Neben Cystein ist Methionin die einzige schwefelhaltige proteinogene Aminosäure. Durch die Thioethergruppe ist es weniger reaktiv als Cystein, dessen Schwefelatom Teil einer Thiolgruppe (Mercaptogruppe) ist. Methionin liegt überwiegend als inneres Salz bzw. Zwitterion vor, dessen Bildung dadurch zu erklären ist, dass das Proton der Carboxygruppe an das freie Elektronenpaar des Stickstoffatoms der Aminogruppe wandert:
Im elektrischen Feld wandert Methionin am isoelektrischen Punkt, der bei pH 5,74 liegt, nicht, da es dann als Ganzes ungeladen ist. Bei diesem pH-Wert hat Methionin auch seine geringste Löslichkeit in Wasser.
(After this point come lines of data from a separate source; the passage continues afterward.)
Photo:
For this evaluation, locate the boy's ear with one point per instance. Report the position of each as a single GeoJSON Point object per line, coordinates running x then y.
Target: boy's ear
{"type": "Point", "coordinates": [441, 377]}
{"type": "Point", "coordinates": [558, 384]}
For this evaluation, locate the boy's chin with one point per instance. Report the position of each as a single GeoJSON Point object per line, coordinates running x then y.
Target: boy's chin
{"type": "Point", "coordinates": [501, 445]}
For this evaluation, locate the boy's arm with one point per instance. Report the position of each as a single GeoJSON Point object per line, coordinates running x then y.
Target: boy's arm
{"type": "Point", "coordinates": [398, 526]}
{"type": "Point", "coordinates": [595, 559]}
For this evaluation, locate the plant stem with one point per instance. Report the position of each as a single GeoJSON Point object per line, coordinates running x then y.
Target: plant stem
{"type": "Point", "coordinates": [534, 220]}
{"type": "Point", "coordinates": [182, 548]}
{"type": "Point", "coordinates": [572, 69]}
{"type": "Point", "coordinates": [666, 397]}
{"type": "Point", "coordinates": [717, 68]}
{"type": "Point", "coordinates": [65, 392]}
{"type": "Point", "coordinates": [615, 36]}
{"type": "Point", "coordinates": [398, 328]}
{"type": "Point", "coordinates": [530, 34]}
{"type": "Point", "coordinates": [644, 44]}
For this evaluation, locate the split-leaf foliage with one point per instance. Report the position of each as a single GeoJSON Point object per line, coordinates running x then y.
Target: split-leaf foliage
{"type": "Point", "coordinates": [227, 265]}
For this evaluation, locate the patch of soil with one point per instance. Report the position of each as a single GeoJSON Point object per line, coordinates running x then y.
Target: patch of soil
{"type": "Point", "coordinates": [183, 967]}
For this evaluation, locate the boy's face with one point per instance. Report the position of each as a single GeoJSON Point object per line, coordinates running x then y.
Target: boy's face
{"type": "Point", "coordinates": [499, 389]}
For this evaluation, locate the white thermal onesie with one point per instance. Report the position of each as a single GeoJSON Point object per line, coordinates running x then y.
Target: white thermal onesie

Methionin ist im Stoffwechsel ein Lieferant von Methylgruppen (–CH3) z. B. für die Biosynthese von Cholin, Kreatin, Adrenalin, Carnitin, Nukleinsäuren, Histidin, Taurin und Glutathion (Transmethylierung). Die stoffwechselaktive Form von Methionin ist S-Adenosylmethionin.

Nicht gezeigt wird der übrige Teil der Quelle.